Nouveau groupe et vieille musique. Vraie bonne idée ou faux bon disque ? On vous laissera juger de la pertinence d’une option aussi radicalement ancrée dans le passé. Quoiqu’il en soit, les brooklynois ont bien potassé.
Aussi surprenant que cela puisse paraître, on ne se lasse toujours pas du mirifique Never Seen The Light Of Day de Mando Diao. Alors forcément, quand un nouveau groupe réutilise la même recette, à savoir lier une sauce vintage outrageusement sucée depuis sa création — la sunshine pop version Beach Boys pour les Suédois versus la pop britannique made by The Beatles, The Kinks et autres Who chez Locksley — à des sons rock’n’roll customisés par de vrais petits génies — The Strokes et The Libertines –, on se prend à rêver d’un nouveau tour de force et d’un groupe à suivre de très près.

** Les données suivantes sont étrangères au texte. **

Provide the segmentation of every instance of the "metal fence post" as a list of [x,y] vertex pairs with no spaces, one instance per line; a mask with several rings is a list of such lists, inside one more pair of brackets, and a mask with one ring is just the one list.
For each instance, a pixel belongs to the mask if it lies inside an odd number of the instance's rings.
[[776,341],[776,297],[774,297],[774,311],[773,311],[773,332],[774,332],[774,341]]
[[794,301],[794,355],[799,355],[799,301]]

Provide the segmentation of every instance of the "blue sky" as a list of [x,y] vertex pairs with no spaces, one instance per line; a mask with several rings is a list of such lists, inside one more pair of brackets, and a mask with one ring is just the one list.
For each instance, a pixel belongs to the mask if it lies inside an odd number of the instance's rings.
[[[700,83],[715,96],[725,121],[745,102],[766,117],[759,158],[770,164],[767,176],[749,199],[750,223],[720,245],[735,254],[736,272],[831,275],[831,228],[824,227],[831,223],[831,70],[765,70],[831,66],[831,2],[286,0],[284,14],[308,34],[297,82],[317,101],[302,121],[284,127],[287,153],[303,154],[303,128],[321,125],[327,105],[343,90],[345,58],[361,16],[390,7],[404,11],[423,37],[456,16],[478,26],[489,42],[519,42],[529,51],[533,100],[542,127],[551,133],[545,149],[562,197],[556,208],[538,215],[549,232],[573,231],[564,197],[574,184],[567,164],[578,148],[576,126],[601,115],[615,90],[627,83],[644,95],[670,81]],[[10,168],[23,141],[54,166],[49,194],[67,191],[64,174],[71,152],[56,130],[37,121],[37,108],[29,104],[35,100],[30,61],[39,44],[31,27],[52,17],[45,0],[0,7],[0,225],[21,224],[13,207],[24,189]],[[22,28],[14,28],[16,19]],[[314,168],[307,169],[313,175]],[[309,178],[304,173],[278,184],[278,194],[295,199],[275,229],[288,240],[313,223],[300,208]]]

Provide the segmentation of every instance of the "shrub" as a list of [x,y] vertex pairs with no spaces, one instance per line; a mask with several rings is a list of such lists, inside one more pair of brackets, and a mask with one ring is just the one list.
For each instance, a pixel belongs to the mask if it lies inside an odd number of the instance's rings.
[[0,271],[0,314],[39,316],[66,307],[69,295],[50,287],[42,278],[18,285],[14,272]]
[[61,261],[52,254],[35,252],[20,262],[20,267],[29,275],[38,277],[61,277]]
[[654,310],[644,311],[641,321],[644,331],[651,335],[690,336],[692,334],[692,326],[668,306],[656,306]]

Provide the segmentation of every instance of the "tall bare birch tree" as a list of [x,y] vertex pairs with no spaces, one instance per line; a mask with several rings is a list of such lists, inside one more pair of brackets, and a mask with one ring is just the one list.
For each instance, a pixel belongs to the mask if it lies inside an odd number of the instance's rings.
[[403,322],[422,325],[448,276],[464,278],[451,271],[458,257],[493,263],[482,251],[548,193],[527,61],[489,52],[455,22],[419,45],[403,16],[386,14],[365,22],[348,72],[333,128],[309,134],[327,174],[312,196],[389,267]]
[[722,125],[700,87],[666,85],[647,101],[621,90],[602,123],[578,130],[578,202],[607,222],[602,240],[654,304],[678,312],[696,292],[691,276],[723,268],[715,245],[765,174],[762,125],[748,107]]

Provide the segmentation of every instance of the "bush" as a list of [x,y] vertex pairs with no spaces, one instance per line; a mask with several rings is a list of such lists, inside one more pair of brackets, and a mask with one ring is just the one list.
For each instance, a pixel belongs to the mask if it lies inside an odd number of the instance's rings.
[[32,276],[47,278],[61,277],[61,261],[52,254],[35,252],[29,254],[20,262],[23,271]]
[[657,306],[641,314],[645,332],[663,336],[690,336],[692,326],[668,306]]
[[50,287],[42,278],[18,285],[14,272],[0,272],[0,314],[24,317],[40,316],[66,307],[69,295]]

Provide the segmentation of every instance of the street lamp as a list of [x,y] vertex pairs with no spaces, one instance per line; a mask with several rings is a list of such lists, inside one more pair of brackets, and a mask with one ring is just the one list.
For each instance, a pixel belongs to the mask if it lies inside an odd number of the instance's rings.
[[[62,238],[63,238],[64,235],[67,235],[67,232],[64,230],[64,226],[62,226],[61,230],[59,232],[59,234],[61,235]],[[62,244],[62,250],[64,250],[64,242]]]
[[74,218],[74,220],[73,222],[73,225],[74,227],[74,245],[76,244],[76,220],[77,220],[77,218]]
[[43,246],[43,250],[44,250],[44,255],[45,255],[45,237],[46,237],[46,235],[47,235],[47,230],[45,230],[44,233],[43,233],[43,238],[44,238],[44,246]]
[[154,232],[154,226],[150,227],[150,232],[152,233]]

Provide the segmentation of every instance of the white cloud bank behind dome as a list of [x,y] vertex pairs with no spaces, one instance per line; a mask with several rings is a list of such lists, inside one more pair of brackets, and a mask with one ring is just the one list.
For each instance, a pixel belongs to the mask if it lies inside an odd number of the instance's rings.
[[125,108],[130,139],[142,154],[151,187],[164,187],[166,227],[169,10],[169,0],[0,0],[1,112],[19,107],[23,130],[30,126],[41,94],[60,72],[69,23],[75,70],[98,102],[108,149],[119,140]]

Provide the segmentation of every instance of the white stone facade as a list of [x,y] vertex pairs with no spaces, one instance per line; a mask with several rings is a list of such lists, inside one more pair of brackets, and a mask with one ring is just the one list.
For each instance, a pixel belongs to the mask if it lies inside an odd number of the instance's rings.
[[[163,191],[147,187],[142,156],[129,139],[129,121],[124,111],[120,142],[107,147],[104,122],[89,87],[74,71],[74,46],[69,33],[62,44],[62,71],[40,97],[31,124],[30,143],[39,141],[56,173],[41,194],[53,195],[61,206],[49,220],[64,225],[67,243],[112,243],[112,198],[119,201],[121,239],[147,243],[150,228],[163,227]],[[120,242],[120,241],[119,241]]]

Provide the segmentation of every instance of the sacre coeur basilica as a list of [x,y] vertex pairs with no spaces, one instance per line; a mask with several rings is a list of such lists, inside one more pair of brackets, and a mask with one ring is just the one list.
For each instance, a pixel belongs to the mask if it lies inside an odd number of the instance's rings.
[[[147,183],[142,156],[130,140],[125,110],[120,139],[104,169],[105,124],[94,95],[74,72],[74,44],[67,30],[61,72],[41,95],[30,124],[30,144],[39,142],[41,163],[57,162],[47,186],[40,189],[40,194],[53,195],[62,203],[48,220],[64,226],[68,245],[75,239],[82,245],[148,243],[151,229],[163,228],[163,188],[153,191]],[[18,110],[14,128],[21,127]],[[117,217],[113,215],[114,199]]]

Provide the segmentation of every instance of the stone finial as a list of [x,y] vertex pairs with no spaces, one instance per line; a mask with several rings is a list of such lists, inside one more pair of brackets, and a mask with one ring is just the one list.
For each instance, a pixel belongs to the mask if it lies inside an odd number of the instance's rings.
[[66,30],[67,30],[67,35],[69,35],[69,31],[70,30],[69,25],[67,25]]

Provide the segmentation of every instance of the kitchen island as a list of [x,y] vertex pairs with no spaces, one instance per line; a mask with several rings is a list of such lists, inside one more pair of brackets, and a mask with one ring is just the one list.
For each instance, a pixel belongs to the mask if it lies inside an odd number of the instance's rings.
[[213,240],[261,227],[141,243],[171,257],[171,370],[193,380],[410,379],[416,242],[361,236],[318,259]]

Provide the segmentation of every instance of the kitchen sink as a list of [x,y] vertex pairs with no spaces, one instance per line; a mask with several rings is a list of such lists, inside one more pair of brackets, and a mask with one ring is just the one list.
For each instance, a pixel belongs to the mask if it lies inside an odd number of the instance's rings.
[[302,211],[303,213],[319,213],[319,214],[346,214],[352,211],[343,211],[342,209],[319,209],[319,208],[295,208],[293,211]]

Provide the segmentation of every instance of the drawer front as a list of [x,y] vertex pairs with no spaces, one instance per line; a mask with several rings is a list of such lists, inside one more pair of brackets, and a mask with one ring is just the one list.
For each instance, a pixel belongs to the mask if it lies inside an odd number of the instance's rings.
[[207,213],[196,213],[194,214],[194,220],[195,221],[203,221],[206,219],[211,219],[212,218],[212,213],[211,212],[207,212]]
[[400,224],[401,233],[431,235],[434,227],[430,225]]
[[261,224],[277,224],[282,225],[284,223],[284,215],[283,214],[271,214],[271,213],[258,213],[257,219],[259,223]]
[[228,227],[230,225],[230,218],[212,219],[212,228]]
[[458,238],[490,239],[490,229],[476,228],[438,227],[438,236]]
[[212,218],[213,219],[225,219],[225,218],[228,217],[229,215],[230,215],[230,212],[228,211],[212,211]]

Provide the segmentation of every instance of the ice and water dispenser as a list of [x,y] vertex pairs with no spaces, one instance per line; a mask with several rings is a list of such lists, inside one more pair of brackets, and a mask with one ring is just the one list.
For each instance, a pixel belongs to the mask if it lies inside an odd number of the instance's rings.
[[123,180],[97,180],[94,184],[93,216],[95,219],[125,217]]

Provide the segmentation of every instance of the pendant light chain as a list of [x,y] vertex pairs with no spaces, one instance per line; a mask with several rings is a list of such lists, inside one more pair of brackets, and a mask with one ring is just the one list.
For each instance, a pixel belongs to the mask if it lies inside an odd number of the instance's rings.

Il y a de l’idée dans Don’t Make Me Wait : belles mélodies, harmonies aériennes, rythmes effrénés et guitares scintillantes. On est même parfois surpris devant la qualité de certaines compositions. “She Does”, “All Over Again” ou “Why Can’t I Be You” possèdent cette énergie délicieusement rétrograde qui nous font regretter de n’avoir pu assister aux premiers incendies provoqués par les Beatles dans les clubs de Hambourg. Paroles légères sur guitares explosives, voix malmenées et batterie perforée. Globalement, Locksley mène bien sa barque dans son hommage permanent à la musique à papa, usant et abusant de tous les gimmicks imaginés par les inventeurs du genre en leur temps, hand-claps compris.
Malheureusement, le quatuor pêche par son manque total de recul et, contrairement aux pré-cités Suédois, peine à s’extirper de ses références écrasantes. A trop vouloir rendre hommage, les jeunes américains finissent par singer leurs aînés et oublient leur personnalité en route. Les Mando Diao avaient brillamment réussi l’exploit de forger un disque ébouriffant et formidablement personnel dans un moule maintes fois ébréché par des groupes beaucoup moins inventifs. Les Locksley se contentent de conduire leur incontestable talent à trousser des chansons robustes dans un musée de cire. La faute sûrement au style choisi, tant la pop britannique 60’s est figée dans son passé, coulée dans le bronze modelé par des groupes majuscules jamais égalés depuis. Eussent-ils opté par le folk-rock comme bon nombre de leurs concitoyens, nous n’y aurions probablement trouvé rien à redire, noyés dans la foule d’épigones d’un genre aux racines bien plus profondes et bien moins identifiables. Mais cette musique-ci est tellement marquée par le sceau de ses géniteurs que la renouveler relève en effet de l’exploit. Et d’exploit, il n’en est pas question une seule seconde dans ce disque, malgré une production résolument catchy (l’influence Strokes/Lib’s) qui sied bien au genre. Même les voix relèvent de l’imitation parfaite.
Reste un bon petit disque inconsistant qui nous permettra de passer sans trop de casse cet interminable hiver. Et qui nous incitera surtout à nous replonger dans les incunables, l’abandonnant à son triste sort de petit disque. Souhaitons juste aux Locksley une mise en perspective et surtout une maturation salutaire, sous peine de vite tomber dans la recette.